The Cost of Certainty: Shot Budgets in Quantum Program Testing

As quantum computing advances toward early fault-tolerant machines, testing and verification of quantum programs become urgent but costly, since each execution consumes scarce hardware resources. Unlike in classical software testing, every measurement must be carefully budgeted. This paper develops a unified framework for reasoning about how many measurements are required to verify quantum programs. The goal is to connect theoretical error bounds with concrete test strategies and to extend the analysis from individual tests to full program-level verification. We analyze the relationship between error probability, fidelity, trace distance, and the quantum Chernoff bound to establish fundamental shot count limits. These foundations are applied to three representative testing methods: the inverse test, the swap test, and the chi-square test. Both idealized and noisy devices are considered. We also introduce a program-level budgeting approach that allocates verification effort across multiple subroutines. The inverse test is the most measurement efficient, the swap test requires about twice as many shots, and the chi-square test is easiest to implement but often needs orders of magnitude more measurements. In the presence of noise, calibrated baselines may increase measurement requirements beyond theoretical estimates. At the program level, distributing a global fidelity target across many fine-grained functions can cause verification costs to grow rapidly, whereas coarser decompositions or weighted allocations remain more practical. The framework clarifies trade-offs among different testing strategies, noise handling, and program decomposition. It provides practical guidance for budgeting measurement shots in quantum program testing, helping practitioners balance rigour against cost when designing verification strategies.

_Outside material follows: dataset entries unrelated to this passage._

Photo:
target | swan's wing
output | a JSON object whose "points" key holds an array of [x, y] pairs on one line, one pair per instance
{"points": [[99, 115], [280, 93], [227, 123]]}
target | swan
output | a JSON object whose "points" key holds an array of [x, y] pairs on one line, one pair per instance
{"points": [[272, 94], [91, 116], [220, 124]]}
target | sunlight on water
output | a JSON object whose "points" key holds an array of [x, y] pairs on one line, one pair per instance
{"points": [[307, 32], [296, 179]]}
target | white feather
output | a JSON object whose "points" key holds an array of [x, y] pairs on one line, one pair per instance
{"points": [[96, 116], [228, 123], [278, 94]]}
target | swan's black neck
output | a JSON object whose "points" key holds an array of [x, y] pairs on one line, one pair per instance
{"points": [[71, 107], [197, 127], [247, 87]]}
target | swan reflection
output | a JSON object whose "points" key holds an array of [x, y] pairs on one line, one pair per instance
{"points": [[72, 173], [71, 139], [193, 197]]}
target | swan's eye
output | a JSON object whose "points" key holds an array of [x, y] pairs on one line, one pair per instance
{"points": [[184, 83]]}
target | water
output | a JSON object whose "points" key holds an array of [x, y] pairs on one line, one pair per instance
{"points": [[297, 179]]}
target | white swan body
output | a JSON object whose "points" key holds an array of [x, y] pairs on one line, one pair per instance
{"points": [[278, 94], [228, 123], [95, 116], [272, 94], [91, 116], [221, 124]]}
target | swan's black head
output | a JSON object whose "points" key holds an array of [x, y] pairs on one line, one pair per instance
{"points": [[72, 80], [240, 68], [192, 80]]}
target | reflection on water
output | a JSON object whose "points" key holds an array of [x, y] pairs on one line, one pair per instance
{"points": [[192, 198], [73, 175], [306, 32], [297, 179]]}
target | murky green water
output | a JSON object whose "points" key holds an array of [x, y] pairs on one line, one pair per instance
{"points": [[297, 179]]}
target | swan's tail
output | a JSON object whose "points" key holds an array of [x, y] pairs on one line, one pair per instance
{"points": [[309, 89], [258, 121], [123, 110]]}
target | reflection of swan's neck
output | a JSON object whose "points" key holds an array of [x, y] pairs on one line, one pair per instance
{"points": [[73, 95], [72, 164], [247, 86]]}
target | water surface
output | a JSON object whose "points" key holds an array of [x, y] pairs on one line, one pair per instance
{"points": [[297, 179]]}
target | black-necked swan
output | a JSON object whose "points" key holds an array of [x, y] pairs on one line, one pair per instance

翻译：随着量子计算向早期容错机器迈进，量子程序的测试与验证变得紧迫但成本高昂，因为每次执行都会消耗稀缺的硬件资源。与经典软件测试不同，每次测量都必须谨慎规划。本文建立了一个统一框架，用于推理验证量子程序所需的测量次数。其目标是将理论误差界与具体测试策略联系起来，并将分析从单个测试扩展到完整的程序级验证。我们分析了错误概率、保真度、迹距离与量子切尔诺夫界之间的关系，以建立基本的测量次数极限。这些基础被应用于三种代表性测试方法：逆测试、交换测试与卡方测试。同时考虑了理想化与含噪声的设备。我们还引入了一种程序级预算方法，用于在多个子例程间分配验证工作量。逆测试的测量效率最高，交换测试所需测量次数约为其两倍，卡方测试最易实现但通常需要数量级更多的测量。在存在噪声的情况下，校准基线可能使测量需求超出理论估计。在程序层面，将全局保真度目标分配到许多细粒度函数可能导致验证成本快速增长，而更粗粒度的分解或加权分配则更为实用。该框架阐明了不同测试策略、噪声处理与程序分解之间的权衡。它为量子程序测试中的测量预算提供了实用指导，帮助实践者在设计验证策略时权衡严谨性与成本。